Нет, он не был так умен и терпелив со своими детьми, но разве это ум? Это — сердце материнское.
Из Кургана отцу запрещен был въезд в Москву, и в другом городе, где Юра в дальнейшем встретил Ляльку, приютила их старшая мамина сестра тетя Ася. Квартира была огромная, с парадным и черным ходом, кафельными зеркалами печей, перед которыми по утрам глухой мужик в подшитых валенках грохал охапки березовых дров, обдирал с них кору, став на колени, и, по-особому сложив дрова в темном чреве печи, поджигал, не тратя больше одной спички. От валенок его оставались на крашеном полу огромные мокрые следы, кухарка затирала их, ворча, мол, никакой он не глухой, придуривается, чего ему не желательно слухать, тут он глух, а так-то у него слух вострый. Тетя Ася говорила, что кухарка «имеет на него виды».
Хорошо было вечером, погасив свет, лежать на теплом полу в бликах печного огня — сын и дочь тети Аси и они с Юрой, — смотреть на крошечные огненные отверстия в чугунной дверце печи, там, за ней, обжигались вылепленные из глины фигурки. И невдомек, что и до них лежали вот так же у этой печи на полу другие дети, смотрели на огонь, но их, «бывших», вытряхнула отсюда новая власть, жизнь строилась на обломках чьих-то жизней. Да ведь и вера всегда утверждала себя так: ради новых богов свергали прежних богов, и на обломках их храмов воздвигали свои.
Муж тети Аси занимал видное положение в городе, называлось это — «ответработник», — и хоть квартира была просторная, в ней только-только хватало места семье, а они, нагрянувшие из Кургана, конечно, стеснили всех. Но хуже того было другое: ответработник, а у него недавние ссыльные поселились. И отец с ними не жил. Случалось, приезжал изредка и, как правило, поздним вечером. И сразу менялось все, будто под одной крышей две разные семьи, не желавшие знать друг друга. Утром отца уже не было. Саша слышал однажды среди ночи, как он говорил матери: «Прости, что я загубил тебе жизнь». И мама что-то долго говорила отцу тем самым голосом, каким с ним разговаривала, когда он заболевал.

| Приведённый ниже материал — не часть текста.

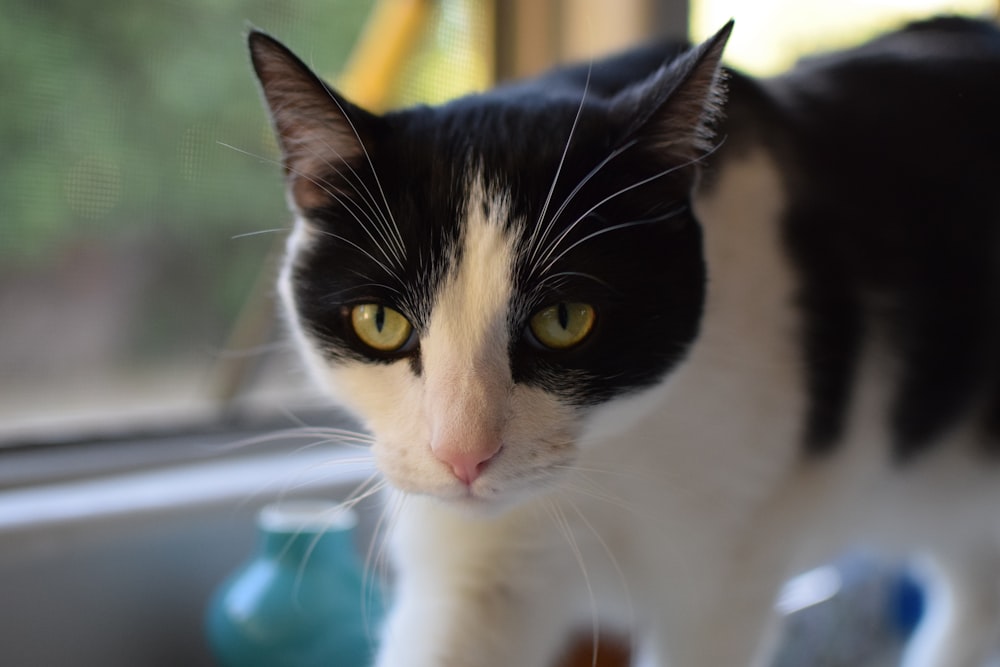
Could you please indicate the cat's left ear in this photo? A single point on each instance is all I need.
(674, 112)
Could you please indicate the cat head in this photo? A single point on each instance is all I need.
(479, 281)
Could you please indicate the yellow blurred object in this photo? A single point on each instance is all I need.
(389, 36)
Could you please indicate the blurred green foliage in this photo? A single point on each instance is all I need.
(117, 120)
(114, 114)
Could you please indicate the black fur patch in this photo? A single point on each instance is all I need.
(893, 156)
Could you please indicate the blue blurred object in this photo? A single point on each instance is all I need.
(300, 601)
(906, 603)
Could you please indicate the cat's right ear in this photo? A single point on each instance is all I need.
(318, 131)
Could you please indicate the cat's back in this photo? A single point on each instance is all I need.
(890, 154)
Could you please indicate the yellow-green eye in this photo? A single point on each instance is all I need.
(380, 328)
(562, 325)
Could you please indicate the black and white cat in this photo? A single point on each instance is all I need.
(629, 363)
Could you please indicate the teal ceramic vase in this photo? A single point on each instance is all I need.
(301, 600)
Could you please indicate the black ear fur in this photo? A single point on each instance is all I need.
(675, 110)
(318, 130)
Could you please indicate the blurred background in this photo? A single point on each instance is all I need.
(141, 208)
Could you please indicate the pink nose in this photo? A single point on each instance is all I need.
(466, 462)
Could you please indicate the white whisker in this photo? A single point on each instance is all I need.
(562, 523)
(536, 241)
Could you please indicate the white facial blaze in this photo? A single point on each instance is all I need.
(465, 351)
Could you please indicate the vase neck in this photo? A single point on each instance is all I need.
(306, 546)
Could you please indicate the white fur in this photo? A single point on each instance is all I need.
(674, 515)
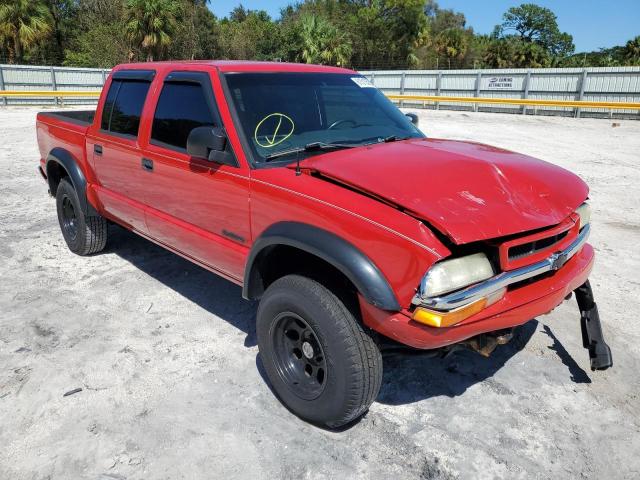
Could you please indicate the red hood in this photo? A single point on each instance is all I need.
(467, 190)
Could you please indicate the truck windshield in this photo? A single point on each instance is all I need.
(280, 112)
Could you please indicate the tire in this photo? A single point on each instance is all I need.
(333, 379)
(84, 234)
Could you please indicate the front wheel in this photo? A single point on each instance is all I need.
(319, 359)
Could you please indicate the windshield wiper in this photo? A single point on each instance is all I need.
(393, 138)
(309, 147)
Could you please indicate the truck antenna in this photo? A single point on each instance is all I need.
(298, 171)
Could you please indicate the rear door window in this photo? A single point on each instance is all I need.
(182, 106)
(123, 106)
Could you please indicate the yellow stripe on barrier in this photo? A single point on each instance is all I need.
(518, 101)
(406, 98)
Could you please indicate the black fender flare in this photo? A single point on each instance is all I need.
(65, 160)
(344, 256)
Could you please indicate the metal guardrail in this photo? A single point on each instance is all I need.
(401, 98)
(518, 101)
(48, 93)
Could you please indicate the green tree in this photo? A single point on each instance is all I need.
(323, 43)
(151, 25)
(452, 44)
(512, 52)
(249, 35)
(24, 23)
(632, 51)
(197, 34)
(539, 25)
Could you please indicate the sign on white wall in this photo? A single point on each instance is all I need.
(500, 83)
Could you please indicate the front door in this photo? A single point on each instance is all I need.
(197, 207)
(115, 152)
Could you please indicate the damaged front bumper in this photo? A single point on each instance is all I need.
(487, 288)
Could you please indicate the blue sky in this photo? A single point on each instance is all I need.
(593, 23)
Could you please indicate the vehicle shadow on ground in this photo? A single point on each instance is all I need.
(207, 290)
(409, 379)
(406, 379)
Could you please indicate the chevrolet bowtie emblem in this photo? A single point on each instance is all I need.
(558, 260)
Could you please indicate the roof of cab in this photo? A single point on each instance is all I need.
(237, 66)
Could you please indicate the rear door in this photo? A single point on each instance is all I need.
(115, 150)
(197, 207)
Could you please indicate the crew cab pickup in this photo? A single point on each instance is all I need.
(306, 186)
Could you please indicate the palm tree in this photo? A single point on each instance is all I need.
(24, 23)
(323, 42)
(632, 50)
(451, 43)
(151, 24)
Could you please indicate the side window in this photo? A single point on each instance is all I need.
(182, 106)
(123, 106)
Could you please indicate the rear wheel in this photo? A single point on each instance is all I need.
(321, 363)
(84, 234)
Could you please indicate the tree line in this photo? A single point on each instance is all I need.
(362, 34)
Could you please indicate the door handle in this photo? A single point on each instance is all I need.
(147, 164)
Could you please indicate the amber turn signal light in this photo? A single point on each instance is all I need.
(433, 318)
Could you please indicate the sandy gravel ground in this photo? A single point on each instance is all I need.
(172, 386)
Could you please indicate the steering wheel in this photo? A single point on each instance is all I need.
(337, 123)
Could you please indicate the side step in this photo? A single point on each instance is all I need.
(592, 338)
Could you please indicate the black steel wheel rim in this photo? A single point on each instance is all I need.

Где-то была Балахна. Туда уезжал, оттуда приезжал отец. Что это такое, Саша не знал, но в звучании самого слова чудились ему многоцветные азиатские халаты, люди в халатах и чалмах, сидящие в пыли, он видел таких на картинках. А тетя Ася говорила: «Человек с его умом, с его способностями работает грузчиком. Что это, вызов? Кому?..».

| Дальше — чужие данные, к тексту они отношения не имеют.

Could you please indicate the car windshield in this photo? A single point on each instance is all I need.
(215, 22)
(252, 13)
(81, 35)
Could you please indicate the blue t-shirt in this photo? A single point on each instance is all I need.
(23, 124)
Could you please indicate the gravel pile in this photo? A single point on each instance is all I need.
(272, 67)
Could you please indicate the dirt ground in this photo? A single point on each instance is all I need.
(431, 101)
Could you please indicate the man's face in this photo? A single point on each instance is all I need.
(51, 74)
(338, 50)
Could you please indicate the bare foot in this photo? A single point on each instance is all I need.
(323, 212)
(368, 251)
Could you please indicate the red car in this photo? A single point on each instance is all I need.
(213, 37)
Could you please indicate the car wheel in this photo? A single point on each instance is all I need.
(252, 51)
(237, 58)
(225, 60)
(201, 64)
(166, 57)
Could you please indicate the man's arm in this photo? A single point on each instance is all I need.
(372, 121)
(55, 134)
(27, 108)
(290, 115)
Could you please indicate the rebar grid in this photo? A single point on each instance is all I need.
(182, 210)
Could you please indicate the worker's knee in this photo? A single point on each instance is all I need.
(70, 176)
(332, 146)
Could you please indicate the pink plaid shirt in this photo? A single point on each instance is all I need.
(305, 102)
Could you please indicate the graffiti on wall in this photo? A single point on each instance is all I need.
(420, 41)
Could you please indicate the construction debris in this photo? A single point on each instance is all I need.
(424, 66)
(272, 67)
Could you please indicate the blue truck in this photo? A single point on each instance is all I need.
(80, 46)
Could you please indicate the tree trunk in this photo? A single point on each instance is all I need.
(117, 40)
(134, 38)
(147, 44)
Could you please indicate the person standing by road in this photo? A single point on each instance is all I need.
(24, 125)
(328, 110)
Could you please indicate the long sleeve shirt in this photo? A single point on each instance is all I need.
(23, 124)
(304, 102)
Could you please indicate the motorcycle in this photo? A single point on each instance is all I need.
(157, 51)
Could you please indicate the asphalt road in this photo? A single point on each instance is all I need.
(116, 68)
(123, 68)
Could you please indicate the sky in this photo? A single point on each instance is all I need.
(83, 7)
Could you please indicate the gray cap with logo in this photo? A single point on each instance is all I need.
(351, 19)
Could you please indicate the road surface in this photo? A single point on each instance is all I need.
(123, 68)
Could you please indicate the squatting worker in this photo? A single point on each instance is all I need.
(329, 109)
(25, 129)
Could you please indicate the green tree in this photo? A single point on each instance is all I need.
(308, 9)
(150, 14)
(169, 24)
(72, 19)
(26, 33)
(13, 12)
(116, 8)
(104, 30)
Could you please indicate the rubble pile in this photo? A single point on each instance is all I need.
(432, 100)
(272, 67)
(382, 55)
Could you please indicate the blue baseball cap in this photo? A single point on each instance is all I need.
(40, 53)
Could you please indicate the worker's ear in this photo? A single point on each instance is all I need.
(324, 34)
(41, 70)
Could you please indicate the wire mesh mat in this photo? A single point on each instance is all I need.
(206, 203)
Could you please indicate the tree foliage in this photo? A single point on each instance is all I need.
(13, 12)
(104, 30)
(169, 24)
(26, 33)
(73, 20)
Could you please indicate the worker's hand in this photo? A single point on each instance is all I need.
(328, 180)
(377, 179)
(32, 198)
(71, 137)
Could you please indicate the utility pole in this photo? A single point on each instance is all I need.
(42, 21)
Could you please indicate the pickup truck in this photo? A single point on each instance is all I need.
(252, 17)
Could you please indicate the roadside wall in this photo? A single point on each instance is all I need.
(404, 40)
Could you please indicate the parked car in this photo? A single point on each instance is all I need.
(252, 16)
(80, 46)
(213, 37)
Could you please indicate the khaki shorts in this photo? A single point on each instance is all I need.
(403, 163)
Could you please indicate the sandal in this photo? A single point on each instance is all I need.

Но непонятные разговоры взрослых забывались. Жизнь проходила во дворе, домой он забегал только поесть. Тогда появились торгсины, набрав с мальчишками серебряных старинных монет, они сносили их в торгсин, покупали спички, которые зажигались о подошву. И были в ходу тоненькие книжки — Ник Картер, Нат Пинкертон, — глянцевые обложки с жуткими картинками. Старшие ребята читали и пересказывали друг другу, а он, читавший еще по складам, научился выдумывать истории, пострашней этих, будто сам где-то прочел.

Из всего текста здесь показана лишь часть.